Сказав так, он поспешил обратно во дворец маркизы и, перешагивая через все приличия, бросился прямо в покои Кларинды, которая, горестно стеня (как герой в отравленной рубахе, зажигающий на Эте смертный костер), оплакивала не столько свой печальный конец, сколько то, что причиной бедствия по несчастной случайности стал самый дорогой ее сердцу человек и что обманутая доверчивость д'Алегра будет для него источником незаслуженных терзаний, тогда как он совершенно безгрешен. И еще более страшась, что после ее смерти ему предъявят суровое обвинение и приговорят к казни, умирающая принцесса тревожилась только о том, как его оправдать.

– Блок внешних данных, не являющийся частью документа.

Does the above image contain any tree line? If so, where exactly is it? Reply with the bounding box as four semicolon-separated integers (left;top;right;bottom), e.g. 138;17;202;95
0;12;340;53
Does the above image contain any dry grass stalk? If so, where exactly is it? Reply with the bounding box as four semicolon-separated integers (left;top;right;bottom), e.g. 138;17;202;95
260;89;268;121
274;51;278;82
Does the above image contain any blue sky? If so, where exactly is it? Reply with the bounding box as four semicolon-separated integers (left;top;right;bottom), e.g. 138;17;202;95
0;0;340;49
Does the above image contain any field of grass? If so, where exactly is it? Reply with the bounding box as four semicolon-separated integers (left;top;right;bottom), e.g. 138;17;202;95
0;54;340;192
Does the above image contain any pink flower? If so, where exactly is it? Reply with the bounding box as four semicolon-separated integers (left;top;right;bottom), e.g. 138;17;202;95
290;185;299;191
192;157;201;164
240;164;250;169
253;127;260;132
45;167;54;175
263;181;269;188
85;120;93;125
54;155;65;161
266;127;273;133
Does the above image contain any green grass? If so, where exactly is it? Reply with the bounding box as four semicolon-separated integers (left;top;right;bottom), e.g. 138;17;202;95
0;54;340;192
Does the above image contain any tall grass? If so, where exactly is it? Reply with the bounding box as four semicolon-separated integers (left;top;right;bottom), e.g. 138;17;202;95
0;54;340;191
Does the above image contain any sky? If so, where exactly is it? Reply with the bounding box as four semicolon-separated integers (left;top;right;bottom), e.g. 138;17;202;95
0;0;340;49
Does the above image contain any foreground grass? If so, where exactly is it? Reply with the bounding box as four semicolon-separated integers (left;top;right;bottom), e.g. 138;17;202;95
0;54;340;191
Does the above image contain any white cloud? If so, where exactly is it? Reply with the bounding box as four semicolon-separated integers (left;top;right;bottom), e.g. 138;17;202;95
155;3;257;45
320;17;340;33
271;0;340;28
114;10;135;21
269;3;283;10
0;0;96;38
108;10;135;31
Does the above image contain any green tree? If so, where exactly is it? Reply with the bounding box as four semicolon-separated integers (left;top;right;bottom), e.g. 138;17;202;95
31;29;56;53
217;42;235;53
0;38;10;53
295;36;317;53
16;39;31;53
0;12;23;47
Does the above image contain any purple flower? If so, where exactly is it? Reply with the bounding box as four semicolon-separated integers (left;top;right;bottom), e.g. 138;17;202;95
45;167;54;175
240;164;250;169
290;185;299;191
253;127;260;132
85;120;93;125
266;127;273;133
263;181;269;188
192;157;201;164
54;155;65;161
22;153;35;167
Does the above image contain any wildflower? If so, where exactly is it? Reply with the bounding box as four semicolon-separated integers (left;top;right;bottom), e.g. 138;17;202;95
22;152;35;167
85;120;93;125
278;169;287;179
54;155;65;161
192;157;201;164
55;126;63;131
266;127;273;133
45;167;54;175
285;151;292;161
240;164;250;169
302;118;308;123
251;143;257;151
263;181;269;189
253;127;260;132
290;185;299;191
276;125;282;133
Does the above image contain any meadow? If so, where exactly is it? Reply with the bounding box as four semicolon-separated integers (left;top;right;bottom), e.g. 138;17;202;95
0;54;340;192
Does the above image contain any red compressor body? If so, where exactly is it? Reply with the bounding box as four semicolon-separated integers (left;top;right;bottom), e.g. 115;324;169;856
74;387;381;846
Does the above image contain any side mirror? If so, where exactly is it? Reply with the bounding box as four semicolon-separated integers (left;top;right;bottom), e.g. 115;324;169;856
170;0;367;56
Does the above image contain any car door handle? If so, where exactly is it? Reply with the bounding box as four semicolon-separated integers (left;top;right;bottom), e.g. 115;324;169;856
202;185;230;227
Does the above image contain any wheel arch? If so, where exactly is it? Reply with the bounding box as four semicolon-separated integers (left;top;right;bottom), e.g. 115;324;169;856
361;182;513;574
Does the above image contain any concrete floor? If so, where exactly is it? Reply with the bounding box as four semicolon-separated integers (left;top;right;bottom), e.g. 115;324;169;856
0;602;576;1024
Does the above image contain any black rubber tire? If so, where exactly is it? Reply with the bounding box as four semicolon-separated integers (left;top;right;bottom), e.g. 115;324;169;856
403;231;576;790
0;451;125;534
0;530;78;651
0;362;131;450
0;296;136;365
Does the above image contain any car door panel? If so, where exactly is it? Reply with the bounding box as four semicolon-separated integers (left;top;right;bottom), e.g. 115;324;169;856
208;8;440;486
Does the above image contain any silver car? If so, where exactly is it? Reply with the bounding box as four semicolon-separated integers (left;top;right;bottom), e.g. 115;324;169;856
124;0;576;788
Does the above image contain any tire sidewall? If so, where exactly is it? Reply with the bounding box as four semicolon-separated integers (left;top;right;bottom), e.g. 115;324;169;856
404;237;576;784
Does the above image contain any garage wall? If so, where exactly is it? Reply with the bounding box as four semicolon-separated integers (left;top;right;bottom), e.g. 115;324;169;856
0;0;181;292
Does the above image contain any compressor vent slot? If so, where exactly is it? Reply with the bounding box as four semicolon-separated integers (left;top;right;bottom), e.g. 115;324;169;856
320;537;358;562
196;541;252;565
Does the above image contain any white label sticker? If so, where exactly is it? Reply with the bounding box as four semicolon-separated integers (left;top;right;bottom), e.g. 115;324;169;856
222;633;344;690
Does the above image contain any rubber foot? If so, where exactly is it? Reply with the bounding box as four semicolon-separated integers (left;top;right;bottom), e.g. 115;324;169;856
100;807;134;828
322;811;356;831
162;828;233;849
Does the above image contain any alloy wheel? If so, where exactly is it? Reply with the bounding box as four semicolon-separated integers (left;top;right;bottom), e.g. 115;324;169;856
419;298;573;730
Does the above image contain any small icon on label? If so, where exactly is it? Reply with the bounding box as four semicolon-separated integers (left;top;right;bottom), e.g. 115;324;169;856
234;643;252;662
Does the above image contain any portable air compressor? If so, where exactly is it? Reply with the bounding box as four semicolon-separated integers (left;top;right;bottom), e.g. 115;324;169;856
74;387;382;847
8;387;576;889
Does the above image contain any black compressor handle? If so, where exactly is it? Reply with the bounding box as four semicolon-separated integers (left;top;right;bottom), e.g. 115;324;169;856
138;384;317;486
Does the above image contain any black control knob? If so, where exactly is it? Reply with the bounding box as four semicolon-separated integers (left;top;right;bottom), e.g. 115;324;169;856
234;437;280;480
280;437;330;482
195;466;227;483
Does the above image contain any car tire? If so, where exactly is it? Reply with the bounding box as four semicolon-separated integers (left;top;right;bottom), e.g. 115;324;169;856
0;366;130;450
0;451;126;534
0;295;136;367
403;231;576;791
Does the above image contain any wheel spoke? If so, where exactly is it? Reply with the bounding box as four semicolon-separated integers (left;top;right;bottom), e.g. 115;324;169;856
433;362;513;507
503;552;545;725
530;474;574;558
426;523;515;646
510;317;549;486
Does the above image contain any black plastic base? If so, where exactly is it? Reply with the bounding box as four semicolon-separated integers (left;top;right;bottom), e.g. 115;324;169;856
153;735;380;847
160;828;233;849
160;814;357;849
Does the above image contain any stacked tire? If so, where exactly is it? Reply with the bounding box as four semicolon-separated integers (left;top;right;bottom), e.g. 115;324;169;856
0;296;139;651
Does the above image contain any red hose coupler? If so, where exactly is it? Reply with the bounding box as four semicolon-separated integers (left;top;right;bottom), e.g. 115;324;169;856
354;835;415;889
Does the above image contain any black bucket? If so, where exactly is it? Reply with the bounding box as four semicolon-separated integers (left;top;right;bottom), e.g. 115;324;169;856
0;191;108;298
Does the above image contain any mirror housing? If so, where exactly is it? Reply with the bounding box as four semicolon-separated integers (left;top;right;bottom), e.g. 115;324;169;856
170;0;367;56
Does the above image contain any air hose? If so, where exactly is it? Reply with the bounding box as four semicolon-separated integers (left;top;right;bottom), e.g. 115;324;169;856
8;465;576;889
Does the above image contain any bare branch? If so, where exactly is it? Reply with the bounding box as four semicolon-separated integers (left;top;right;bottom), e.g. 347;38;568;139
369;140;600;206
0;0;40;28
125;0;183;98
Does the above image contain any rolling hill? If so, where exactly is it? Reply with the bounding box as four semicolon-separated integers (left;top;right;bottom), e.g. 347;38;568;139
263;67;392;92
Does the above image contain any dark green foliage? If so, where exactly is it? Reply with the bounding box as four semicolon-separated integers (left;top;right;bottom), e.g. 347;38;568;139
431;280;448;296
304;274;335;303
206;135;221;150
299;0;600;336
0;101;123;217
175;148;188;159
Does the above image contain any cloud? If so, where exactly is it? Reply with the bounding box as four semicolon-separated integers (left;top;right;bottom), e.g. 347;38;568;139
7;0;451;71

Внезапно, не кончив речи, видит она д'Алегра с окровавленной шпагой, который повергается к ее ногам и, глядя ей в глаза, говорит:

– Госпожа моя, этот клинок покарал вероломство коварнейшего из злодеев, живших когда-либо под солнцем, который, думая отравить меня яблоком, нанес мне (увы!) гораздо больший вред, ибо сделал меня виновником вашего недуга и тем казнил так жестоко, как не мог и надеяться. И поскольку я заставил его сполна платить за причиненное мне зло, умоляю вас, сударыня, взыщите и вы с меня за то зло, какое я причинил вам; хотя, чтобы удовлетворить вас по справедливости, мне мало умереть и тысячу раз. Увы! Мне нечем загладить мое преступление. Все же, если не чуждо вам желание помогать несчастным, умоляю: избавьте меня от жизни и от всех ее горестей. Тогда я отомщу моей злой судьбе, из-за которой я стал причиной вашего бедствия и сам себя обрек на гибель. Если же вы находите, что я не достоин такого блага, как смерть от вашей милостивой руки, и что грех мой слишком велик для столь высокой чести, то произнесите хотя бы карающий меня приговор, чтобы я, исполнив его у вас на глазах, мог облегчить ваши мучения хотя бы отчасти. Ваша душа знает жалость; не отказывайте же мне, ради бога, в этом последнем снисхождении, которого я прошу у вас в благодарность за мое чистосердечное стремление быть вашим вечным слугой.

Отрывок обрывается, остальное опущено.